Suppose we have an example of student where he will get admission on the basis of two exam results. The data set contains the following items:

result _1- Result-1 score
result _2- Result -2 score
admitted- 1 if admitted or 0 if not admitted

In this example, we have two values 1 if a student got admission and 0 if he did not get admission. We have to generate a model to predict that the student got admission or not,. For a given problem, admitted is considered as a dependent variable, exam_1 and exam_2 are considered as independent variables. For that model, our R code is given

  >Model_1<-glm(admitted ~ result_1 +result_2, family = binomial("logit"), data=data)

Lets suppose that we have two results of the student.
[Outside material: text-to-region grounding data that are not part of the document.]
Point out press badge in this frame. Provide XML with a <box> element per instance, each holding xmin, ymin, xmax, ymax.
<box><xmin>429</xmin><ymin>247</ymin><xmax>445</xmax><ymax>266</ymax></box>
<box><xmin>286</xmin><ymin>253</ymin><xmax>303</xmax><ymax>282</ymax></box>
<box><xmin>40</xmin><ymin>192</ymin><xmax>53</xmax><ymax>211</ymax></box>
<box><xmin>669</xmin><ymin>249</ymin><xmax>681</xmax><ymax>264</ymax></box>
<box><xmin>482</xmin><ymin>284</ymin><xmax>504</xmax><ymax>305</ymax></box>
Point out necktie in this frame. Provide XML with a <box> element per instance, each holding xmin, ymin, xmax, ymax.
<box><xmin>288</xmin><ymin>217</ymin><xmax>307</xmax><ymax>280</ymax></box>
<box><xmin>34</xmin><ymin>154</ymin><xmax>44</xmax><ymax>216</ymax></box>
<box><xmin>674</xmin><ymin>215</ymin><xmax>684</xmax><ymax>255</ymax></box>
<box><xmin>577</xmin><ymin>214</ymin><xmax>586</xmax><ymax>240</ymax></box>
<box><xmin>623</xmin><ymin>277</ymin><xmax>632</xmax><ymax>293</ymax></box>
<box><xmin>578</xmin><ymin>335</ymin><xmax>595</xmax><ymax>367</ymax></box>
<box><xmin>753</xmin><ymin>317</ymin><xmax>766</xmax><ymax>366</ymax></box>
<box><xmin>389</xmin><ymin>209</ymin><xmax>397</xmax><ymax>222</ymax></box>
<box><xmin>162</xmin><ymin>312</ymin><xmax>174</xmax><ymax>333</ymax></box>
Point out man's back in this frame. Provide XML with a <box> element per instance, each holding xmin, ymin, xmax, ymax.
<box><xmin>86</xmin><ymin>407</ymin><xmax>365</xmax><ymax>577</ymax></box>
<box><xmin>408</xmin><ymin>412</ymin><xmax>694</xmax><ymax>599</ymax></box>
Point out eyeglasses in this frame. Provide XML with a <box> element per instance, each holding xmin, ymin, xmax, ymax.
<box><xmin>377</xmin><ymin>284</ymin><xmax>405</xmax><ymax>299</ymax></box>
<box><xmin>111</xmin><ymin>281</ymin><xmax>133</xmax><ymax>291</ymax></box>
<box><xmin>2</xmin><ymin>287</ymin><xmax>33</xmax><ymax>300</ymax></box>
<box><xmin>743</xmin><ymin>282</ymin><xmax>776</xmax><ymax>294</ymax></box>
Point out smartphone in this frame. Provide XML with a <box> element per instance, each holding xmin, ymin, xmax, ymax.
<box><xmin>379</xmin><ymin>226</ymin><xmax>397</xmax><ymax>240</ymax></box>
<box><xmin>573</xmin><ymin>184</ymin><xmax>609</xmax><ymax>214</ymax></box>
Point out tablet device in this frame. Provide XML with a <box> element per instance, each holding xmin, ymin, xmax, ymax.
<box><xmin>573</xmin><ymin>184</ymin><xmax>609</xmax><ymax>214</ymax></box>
Result-1 65% and result-2 90%, now we will predict that the student gets admission or not for estimating the probability of student to get admission our R code is as below:

  >in_frame<-data.frame(result_1=65,result_2=90) >predict(Model_1,in_frame, type="response")    Output:  0.9894302

The above output shows us the probability between 0 and 1. If then it is less than 0.5 it means student did not get admission. In this condition, it will be FALSE. If it is greater than 0.5, the condition will be considered as TRUE which means the student has got admission. We have to use round () function to predict probability between 0 and 1.

R code for that is as shown below:

  >round(predict(Model_1, in_frame, type="response"))[/code]    Output: 1

A student will get admission as the output is 1. Moreover, we may also predict for other observations in the same manner.
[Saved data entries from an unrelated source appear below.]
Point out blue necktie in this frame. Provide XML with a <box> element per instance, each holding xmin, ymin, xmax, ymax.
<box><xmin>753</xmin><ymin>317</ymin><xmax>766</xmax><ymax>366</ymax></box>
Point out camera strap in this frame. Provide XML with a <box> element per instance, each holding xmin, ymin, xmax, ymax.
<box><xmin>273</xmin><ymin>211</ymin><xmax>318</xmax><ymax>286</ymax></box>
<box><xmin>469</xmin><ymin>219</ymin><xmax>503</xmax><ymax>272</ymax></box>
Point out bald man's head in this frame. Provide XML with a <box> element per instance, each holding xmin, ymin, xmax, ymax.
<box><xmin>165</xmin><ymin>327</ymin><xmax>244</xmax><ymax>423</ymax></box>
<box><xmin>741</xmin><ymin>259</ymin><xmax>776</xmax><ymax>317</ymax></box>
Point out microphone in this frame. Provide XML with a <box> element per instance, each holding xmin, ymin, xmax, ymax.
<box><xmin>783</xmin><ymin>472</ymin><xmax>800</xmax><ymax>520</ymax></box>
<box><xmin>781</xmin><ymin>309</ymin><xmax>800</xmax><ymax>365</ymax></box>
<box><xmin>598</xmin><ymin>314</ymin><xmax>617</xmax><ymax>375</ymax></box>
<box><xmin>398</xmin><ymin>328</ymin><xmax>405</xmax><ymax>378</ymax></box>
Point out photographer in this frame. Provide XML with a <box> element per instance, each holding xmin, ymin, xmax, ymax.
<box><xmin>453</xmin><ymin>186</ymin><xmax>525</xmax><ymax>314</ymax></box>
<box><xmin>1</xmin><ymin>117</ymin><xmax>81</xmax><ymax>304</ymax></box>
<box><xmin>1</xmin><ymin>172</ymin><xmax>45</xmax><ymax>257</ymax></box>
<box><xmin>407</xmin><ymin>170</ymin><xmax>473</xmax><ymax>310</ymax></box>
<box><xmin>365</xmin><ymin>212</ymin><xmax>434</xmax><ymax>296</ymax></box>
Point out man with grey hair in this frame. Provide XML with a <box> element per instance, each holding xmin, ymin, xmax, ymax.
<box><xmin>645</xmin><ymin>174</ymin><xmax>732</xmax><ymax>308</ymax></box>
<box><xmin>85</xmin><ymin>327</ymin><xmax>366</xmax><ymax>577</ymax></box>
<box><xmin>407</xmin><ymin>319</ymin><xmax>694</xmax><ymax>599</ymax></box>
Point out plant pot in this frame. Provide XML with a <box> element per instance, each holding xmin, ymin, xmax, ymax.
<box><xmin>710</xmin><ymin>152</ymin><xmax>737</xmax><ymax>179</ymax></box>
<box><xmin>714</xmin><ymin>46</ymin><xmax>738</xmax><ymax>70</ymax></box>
Using logistic regression model (scoring) with new data

When needed we can save the model in a file. R code for our train model will look like this:

  the_model <- glm(my_formula, family=binomial(link='logit'),data=model_set)

This model can be saved with:

  save(file="filename",the_file)

You can use the file after saving the it, by using that peace of R code:

  load(file="filename")

For applying the model for new data you can use this line of a code:

  model_set$pred <- predict(the_model, newdata=model_set, type='response')

NOTE: The model_set cannot be assigned to any variable. To load a model we will use the function load(). New observations will not change anything in the model. The model will remain the same. We use the old model to make predictions about the new data not to change anything in the model.

Conclusion

I hope you have seen how R programming works in a basic way and how you can quickly get into action doing machine learning and statistics coding with R.